Having spent the winter in Lagos, the most western marina on Portugal's southern Algarve coast, we have built up a little knowledge of the town and its surroundings. This may be of more general interest to visitors to Lagos, so we are bringing these pages together as a mini web site.

The links below will allow you to explore a little further:

Why Lagos?

Prior to arrival in Portugal, our study of the pilot guides seemed to indicate that the Marina de Lagos seemed to offer the best amenities for a long stay over winter. There is a lot of development going on as Portugal tries to recover the tourism markets that have been lost to long-haul locations, much of it with EU input. As in Spain, it is hard to believe that so much overt property development can find a market at the quite high prices that are now being asked. We did not know that there was a new marina in Albufeira until Mo's son Steve reported its presence near to the villa he had booked for a short holiday. We had not spotted it in Macmillans nor the pilots we had.

The people we had talked to during our visit at the end of September convinced us that Lagos was probably worth the extra berthing charges. A number who had tried elsewhere came back, and over the years many had got 'stuck' in Lagos, buying apartments here.

On our autumn cruise we visited all the marinas in the Algarve, although in the case of Portimao, only by dinghy. Portimao marina seemed quite exposed, having a floating breakwater only at the northern end, and it is open to the south east. We have heard of yachts sustaining damage to fittings due to the wash of the fishing fleet as it charges out to sea in the early hours. The marina is close to the infamous Praia de Rocha, and remote from the main part of town.

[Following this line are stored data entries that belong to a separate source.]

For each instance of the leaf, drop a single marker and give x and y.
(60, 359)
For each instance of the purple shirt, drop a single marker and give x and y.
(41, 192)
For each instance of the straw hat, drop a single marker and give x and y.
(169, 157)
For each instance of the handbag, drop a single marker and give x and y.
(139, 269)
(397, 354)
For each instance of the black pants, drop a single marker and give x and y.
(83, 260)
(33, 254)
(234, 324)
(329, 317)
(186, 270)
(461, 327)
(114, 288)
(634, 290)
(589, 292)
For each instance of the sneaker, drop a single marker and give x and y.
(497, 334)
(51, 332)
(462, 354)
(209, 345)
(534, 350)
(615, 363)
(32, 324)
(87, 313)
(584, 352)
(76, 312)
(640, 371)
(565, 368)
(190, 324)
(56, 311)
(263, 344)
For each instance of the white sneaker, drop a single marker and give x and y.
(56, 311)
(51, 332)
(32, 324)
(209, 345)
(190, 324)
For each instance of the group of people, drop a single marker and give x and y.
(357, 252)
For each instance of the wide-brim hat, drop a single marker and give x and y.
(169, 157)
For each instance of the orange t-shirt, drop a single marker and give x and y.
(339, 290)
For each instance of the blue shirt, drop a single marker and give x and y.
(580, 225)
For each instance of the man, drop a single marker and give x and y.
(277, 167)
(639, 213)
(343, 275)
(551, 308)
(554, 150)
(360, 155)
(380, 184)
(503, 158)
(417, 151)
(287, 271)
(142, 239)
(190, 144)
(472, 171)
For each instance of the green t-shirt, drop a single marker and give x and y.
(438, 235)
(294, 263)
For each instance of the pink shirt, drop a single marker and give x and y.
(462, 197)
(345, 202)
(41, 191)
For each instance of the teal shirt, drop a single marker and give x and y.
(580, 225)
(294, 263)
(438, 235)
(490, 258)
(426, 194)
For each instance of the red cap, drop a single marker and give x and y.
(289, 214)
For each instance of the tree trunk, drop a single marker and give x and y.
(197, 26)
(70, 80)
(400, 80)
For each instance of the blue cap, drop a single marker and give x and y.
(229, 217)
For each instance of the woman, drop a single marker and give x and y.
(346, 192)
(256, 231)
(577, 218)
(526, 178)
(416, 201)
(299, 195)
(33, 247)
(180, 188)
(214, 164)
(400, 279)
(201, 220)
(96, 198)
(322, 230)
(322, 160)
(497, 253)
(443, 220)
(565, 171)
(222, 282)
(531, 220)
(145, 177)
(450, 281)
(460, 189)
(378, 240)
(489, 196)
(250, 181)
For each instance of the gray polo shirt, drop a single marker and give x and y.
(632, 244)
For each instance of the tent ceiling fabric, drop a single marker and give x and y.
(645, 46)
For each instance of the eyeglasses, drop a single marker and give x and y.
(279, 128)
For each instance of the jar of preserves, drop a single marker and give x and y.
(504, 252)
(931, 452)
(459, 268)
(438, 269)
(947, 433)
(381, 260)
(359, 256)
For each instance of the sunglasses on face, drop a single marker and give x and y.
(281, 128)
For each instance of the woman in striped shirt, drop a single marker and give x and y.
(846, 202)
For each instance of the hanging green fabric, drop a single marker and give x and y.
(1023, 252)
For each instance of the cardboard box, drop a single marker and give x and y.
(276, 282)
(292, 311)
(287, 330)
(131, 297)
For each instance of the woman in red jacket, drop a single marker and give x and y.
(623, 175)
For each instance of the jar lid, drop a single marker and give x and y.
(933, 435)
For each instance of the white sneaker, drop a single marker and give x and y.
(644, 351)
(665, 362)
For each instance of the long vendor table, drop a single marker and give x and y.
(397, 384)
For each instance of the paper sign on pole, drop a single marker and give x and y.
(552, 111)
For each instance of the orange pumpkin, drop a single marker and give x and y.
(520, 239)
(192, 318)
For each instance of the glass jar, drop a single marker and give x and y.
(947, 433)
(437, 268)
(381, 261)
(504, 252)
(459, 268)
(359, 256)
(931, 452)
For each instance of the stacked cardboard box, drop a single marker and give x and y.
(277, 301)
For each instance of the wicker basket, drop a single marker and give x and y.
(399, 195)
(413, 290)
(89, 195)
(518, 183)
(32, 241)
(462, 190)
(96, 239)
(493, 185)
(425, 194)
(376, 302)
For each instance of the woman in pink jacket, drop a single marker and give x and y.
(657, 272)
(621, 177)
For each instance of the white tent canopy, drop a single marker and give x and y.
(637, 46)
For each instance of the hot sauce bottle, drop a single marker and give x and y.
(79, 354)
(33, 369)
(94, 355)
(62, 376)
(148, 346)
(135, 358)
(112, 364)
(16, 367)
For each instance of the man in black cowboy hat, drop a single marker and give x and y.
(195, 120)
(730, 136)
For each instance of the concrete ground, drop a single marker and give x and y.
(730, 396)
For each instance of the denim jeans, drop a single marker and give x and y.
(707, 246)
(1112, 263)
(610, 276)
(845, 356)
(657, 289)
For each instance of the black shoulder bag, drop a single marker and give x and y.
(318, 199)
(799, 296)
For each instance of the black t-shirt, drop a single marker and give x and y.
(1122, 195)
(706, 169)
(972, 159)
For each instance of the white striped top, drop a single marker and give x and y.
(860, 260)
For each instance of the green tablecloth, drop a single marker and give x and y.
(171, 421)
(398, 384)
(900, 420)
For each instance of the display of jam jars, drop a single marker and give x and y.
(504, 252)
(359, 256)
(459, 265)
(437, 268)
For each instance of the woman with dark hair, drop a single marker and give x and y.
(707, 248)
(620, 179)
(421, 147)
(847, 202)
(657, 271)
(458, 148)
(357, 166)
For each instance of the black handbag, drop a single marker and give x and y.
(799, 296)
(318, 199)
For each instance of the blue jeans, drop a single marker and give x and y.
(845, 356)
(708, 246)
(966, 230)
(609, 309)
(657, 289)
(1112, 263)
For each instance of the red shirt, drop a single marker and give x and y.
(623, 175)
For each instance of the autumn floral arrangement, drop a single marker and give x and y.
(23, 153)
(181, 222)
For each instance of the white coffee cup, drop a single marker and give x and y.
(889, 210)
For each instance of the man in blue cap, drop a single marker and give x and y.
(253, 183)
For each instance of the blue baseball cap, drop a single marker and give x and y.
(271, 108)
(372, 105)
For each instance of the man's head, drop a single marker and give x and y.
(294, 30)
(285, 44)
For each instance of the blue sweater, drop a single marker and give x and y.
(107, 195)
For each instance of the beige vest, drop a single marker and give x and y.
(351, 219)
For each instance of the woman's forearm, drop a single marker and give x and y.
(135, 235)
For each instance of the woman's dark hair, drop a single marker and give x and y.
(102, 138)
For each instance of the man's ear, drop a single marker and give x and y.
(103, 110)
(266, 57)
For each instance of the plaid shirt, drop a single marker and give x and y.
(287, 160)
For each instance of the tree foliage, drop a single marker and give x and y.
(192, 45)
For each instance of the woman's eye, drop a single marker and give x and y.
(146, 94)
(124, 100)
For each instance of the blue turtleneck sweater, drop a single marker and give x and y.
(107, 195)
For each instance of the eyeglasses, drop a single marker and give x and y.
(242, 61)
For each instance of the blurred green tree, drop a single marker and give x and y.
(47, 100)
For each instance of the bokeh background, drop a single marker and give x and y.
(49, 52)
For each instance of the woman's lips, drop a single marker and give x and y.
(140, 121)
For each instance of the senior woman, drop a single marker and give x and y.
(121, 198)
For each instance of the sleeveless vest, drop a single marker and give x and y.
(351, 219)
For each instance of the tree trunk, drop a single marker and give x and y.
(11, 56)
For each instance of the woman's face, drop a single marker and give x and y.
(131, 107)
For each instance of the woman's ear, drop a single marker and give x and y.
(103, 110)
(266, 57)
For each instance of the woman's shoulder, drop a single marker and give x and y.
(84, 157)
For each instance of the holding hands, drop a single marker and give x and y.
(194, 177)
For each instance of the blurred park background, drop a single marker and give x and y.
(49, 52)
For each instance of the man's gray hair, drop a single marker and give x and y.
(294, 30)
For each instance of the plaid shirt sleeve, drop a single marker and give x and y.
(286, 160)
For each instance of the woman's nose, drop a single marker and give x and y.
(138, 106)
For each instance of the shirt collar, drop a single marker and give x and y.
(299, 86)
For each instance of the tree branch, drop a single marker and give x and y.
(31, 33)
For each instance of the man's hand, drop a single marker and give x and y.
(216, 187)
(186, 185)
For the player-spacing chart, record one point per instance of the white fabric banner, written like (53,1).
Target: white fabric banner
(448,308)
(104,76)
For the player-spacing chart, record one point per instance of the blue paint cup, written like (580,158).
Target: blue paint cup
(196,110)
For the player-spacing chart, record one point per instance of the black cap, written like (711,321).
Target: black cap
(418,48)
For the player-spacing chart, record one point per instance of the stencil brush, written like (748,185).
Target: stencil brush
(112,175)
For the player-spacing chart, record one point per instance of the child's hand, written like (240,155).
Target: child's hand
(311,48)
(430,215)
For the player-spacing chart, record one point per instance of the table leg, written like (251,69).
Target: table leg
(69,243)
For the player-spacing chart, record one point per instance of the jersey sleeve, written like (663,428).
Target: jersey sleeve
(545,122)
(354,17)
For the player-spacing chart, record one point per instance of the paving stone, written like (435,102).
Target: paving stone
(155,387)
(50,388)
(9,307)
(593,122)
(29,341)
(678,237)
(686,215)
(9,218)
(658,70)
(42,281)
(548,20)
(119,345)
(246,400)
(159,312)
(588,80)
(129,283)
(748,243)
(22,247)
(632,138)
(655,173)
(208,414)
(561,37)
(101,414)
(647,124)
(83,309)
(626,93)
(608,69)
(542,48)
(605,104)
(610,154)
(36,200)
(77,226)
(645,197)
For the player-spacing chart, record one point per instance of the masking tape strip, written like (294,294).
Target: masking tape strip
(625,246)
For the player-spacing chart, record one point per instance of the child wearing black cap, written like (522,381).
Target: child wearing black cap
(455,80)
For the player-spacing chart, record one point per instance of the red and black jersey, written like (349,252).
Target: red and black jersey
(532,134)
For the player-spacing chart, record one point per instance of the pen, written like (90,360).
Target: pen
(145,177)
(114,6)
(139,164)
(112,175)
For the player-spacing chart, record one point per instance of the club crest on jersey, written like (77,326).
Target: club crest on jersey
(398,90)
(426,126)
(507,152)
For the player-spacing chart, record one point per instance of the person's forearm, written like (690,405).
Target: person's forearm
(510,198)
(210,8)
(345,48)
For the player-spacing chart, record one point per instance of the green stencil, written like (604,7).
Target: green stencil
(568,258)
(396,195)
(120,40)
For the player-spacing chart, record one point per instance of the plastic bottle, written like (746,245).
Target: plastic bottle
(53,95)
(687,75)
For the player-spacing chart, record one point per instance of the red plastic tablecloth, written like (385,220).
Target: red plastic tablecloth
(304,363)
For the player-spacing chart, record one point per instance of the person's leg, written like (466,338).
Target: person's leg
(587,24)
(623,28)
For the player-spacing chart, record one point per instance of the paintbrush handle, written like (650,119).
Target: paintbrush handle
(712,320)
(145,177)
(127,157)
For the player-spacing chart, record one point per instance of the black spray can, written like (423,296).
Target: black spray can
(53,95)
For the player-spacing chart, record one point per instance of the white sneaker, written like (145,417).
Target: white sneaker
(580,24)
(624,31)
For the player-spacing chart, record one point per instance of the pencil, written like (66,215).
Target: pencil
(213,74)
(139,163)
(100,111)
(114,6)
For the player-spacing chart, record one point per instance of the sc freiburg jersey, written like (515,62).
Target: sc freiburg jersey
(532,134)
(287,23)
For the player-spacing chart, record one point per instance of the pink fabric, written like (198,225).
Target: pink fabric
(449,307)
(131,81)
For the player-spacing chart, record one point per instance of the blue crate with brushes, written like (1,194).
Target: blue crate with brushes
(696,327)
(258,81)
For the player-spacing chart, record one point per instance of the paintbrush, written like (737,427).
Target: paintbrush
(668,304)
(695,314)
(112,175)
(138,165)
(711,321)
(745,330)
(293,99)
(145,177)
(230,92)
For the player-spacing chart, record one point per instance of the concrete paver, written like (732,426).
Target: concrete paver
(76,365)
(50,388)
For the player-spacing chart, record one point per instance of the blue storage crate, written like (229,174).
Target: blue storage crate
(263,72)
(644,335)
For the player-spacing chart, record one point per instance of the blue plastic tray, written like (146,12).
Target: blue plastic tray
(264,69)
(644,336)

The new marina at Albufeira was nearly empty, and the shops etc. unlet, so we did not fancy spending our time in splendid isolation with a moderate walk to the town. Albufeira may in the future offer a reasonable alternative, but we have heard that there is a problem when seas run into the harbour from the south east. Maybe this could be relieved with an additional breakwater. The staff could not be faulted for their helpfulness.

We did not enjoy Vilamoura particularly. The marina is surrounded by drinking, eating and retail outlets, but there is nothing else there (apart from golf). The main part of the marina (to starboard) is isolated from the marina reception/office (on port) making a very long walk or dinghy essential.

At Olhao, there is a partially built marina. Rumour has it that the EU withdrew funding when they discovered that there is a sewer outfall in the harbour. Cetainly the air there can be pungent with the wind in the wrong direction! There is currently no water to the pontoons, and electricity is not functional, but no charges were being made, and there was a loyal band of foreign cruisers there! People were being asked to move out after a while in order not to acquire 'squatters rights'. Work is on-going and we have heard that they will start to make charges in July 2005. The channel up to Olhao is buoyed as far as the entrance to the fishing harbour, and presents no difficulty, particularly at half tide. However, no markings exist into the marina, which occupies most of the deeper water that has been dug/dredged out. Therefore it is important to make for the fishing harbour, and only turn away to port to run close alongside the concrete breakwater/pontoon for the local boats, continuing this line until the concrete pontoon of the 'marina' is reached. We berthed on one of the inside hammerheads: the security gates are open.

The final possibility is Vila Real de St Antonio (or Ayamonte on the Spanish side of the river): this is perhaps the most attractive location for overwintering aside from Lagos. Many people stay up the Guardiana on a long term basis.

So it was we returned to Lagos convinced we had made the right decision, based on the following:

Having said all that, we do not have a particular warm feeling to the management of the marina, and this is borne out by people who knew it when it was recently opened and trying harder. We were told that they were fully booked, but in practice many berths are empty. We wanted to stay for a short while back in October, (low season) and they proposed charging us 7 euros an hour! Compromise or negotiation is not in the vocabulary! The communal heads feel very tired, (shower mixers still u/s after repairs, etc. and an interesting line in toilet/shower doors) and the design ill thought out. But hey, we are here! In time, the increased capacity at Portimao, Albufeira and Olihao may make a difference with the spur of competition, although the marina may well be more of an excuse to develop this site. (We have enjoyed the pile driving, now thankfully over, most of the winter).

Lagos Town

It was also fun to start exploring the town and its environs. It is very much a tourist town, but has not died over the winter. There are loads of restaurants and watering holes, which by and large we cannot and do not frequent for obvious budgetary reasons. We are not after all on holiday! There are however a number of old buildings and churches, and the town is surrounded by an old but largely crumbling wall. The town centre consists of a network of narrow streets which are interlaced on the hillside.

One of our first walks was along to the lighthouse along the cliffs, which are the trademark of this part of the coast. We walked down the steps to the platform close to where the waves were crashing through the grottoes.